By Kate Madden Yee, staff writer

November 6, 2018 -- The U.S. Medicare system in 2019 will officially move toward a site-neutral payment policy in which healthcare providers will be paid the same by Medicare for clinic visits, regardless of where the service took place, according to a final rule issued November 2. The rule upends longstanding Medicare policy in which healthcare payments varied based on the setting.

The rule came as part of the 2019 Medicare Hospital Outpatient Prospective Payment System (HOPPS) and Ambulatory Surgical Center (ASC) payment system rule by the U.S. Centers for Medicare and Medicaid Services (CMS). In releasing the rule, CMS said that moving to site neutrality is necessary to make healthcare more accessible and affordable for patients.

"CMS is exercising its authority to ... control unnecessary increases in the volume of covered hospital outpatient department services by applying a Physician Fee Schedule-equivalent payment rate for the clinic visit service when provided at an off-campus provider-based department that is paid under the OPPS," the agency said. "Currently, Medicare and beneficiaries often pay more for the same type of clinic visit in the hospital outpatient setting than in the physician office setting. This policy [will] result in lower co-payments for beneficiaries and savings for the Medicare program in an estimated amount of $380 million for 2019."

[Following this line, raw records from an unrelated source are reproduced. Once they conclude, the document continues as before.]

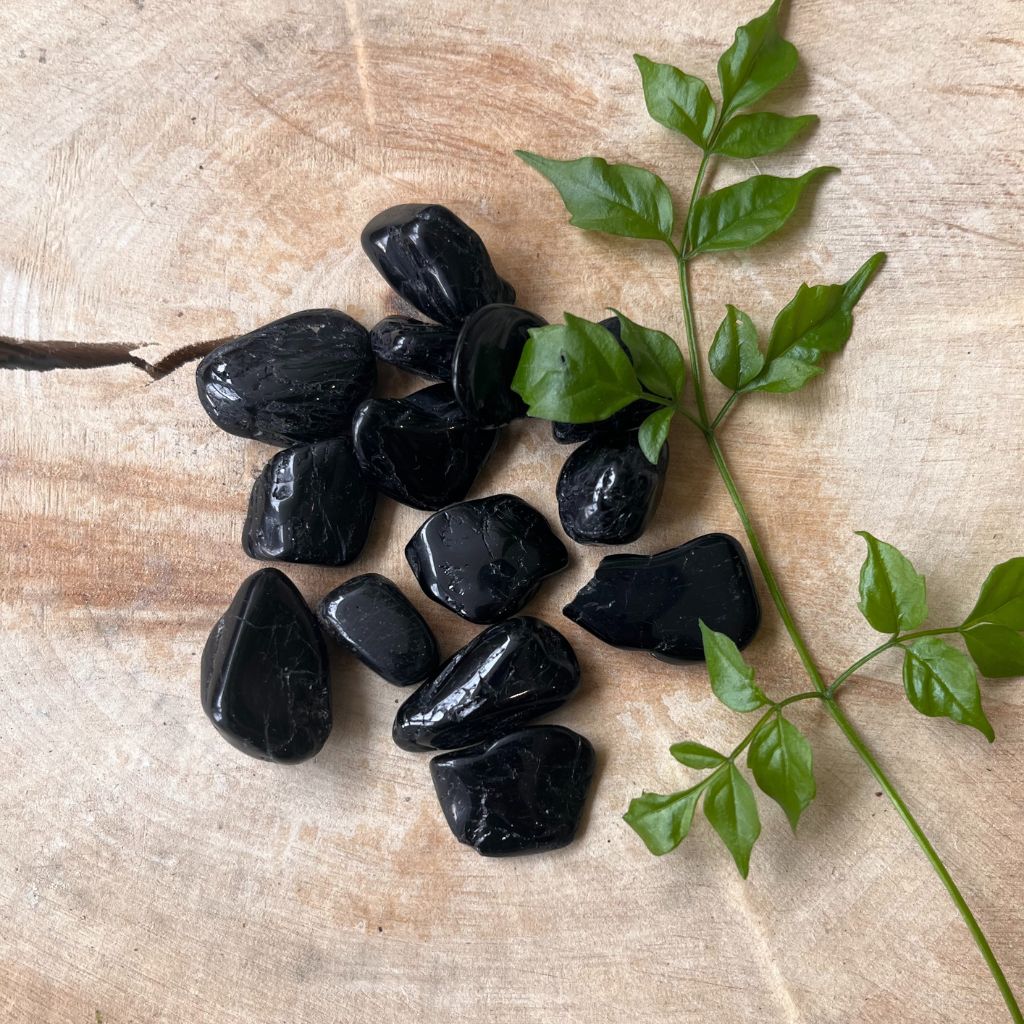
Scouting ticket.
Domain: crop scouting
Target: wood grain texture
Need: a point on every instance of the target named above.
(176, 172)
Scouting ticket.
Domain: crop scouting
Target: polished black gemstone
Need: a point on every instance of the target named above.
(421, 348)
(434, 261)
(491, 343)
(654, 602)
(485, 558)
(608, 491)
(310, 504)
(521, 794)
(264, 673)
(508, 675)
(376, 622)
(298, 379)
(421, 450)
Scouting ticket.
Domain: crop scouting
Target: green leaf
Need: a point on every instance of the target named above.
(780, 760)
(656, 358)
(758, 60)
(1001, 598)
(940, 682)
(617, 199)
(892, 593)
(741, 215)
(574, 373)
(696, 755)
(654, 432)
(662, 821)
(731, 677)
(735, 357)
(677, 100)
(732, 811)
(997, 650)
(749, 135)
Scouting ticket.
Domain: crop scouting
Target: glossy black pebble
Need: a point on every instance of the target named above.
(375, 621)
(607, 491)
(298, 379)
(264, 673)
(310, 504)
(421, 450)
(511, 673)
(486, 355)
(485, 558)
(414, 345)
(521, 794)
(434, 261)
(653, 602)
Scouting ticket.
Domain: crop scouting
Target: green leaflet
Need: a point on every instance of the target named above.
(617, 199)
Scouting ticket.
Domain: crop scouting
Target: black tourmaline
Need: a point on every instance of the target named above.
(414, 345)
(434, 261)
(421, 450)
(484, 559)
(310, 504)
(264, 673)
(491, 343)
(608, 491)
(654, 602)
(508, 675)
(375, 621)
(298, 379)
(521, 794)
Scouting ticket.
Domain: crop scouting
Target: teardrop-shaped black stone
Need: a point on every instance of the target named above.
(310, 504)
(608, 491)
(522, 794)
(485, 558)
(421, 450)
(486, 356)
(298, 379)
(655, 602)
(508, 675)
(264, 673)
(425, 349)
(376, 622)
(434, 261)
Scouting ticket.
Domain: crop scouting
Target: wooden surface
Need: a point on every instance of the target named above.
(178, 172)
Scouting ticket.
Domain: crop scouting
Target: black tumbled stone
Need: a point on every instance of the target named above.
(421, 450)
(434, 260)
(608, 491)
(376, 622)
(486, 356)
(522, 794)
(298, 379)
(264, 673)
(485, 558)
(508, 675)
(310, 504)
(654, 602)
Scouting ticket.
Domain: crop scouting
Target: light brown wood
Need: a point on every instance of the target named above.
(179, 172)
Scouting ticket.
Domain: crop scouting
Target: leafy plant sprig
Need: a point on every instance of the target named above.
(577, 372)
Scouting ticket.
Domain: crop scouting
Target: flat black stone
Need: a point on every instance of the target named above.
(508, 675)
(485, 558)
(434, 261)
(486, 356)
(264, 673)
(607, 491)
(310, 504)
(425, 349)
(376, 622)
(298, 379)
(521, 794)
(421, 450)
(653, 602)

The rule finalizes a 1.25% increase of the HOPPS conversion factor, bringing it up to $79.54 for 2019. A lower conversion factor of $77.95 will be used for hospitals that fail to meet Medicare's Hospital Outpatient Quality Reporting program requirements.

As for ambulatory surgical center payments, CMS suggested updating these rates by 2.1%, in the hope that this change will "help to promote site-neutrality between hospitals and ASCs and encourage the migration of services from the hospital setting to the lower-cost ASC setting."

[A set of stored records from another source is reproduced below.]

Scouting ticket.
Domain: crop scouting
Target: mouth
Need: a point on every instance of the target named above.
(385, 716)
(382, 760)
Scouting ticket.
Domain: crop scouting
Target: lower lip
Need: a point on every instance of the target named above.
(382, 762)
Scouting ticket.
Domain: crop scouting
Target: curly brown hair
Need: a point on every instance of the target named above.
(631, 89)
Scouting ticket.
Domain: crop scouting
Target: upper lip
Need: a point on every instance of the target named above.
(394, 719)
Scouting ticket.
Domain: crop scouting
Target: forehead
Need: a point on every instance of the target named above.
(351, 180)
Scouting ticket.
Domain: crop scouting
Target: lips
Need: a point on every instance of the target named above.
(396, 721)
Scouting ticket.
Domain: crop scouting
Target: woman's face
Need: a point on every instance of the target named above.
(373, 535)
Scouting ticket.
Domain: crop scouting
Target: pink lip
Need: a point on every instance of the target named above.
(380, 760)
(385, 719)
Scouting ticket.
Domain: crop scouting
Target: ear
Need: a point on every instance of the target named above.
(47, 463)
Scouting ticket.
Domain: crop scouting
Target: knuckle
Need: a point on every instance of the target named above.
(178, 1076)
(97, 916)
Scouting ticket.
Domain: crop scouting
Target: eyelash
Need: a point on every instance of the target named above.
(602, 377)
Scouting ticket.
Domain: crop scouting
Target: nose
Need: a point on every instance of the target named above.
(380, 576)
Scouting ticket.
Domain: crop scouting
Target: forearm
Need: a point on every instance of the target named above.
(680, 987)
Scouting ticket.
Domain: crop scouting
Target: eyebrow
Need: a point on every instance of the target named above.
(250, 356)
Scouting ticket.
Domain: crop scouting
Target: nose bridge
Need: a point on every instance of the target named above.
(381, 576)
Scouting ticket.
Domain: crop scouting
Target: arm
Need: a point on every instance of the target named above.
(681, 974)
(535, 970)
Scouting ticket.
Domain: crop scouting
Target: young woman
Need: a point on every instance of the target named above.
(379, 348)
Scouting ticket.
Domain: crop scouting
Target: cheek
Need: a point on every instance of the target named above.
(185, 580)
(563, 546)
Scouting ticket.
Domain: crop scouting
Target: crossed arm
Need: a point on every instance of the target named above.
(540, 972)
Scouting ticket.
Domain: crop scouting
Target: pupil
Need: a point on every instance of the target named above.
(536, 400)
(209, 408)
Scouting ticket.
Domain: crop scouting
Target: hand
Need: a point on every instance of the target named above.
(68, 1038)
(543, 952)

The rule will also reduce by nine the number of measures ASCs and hospital outpatient departments are required to report under Medicare's program to promote quality in healthcare, according to CMS.

"Measures are being finalized for removal after consideration under certain 'removal factors': if they do not align with current clinical guidelines or practice, performance or improvement on a measure is not strongly linked to better patient outcomes ... or if their costs are greater than the benefits in reporting," the agency said.

CMS is taking comment on the HOPPS final rule through December 3.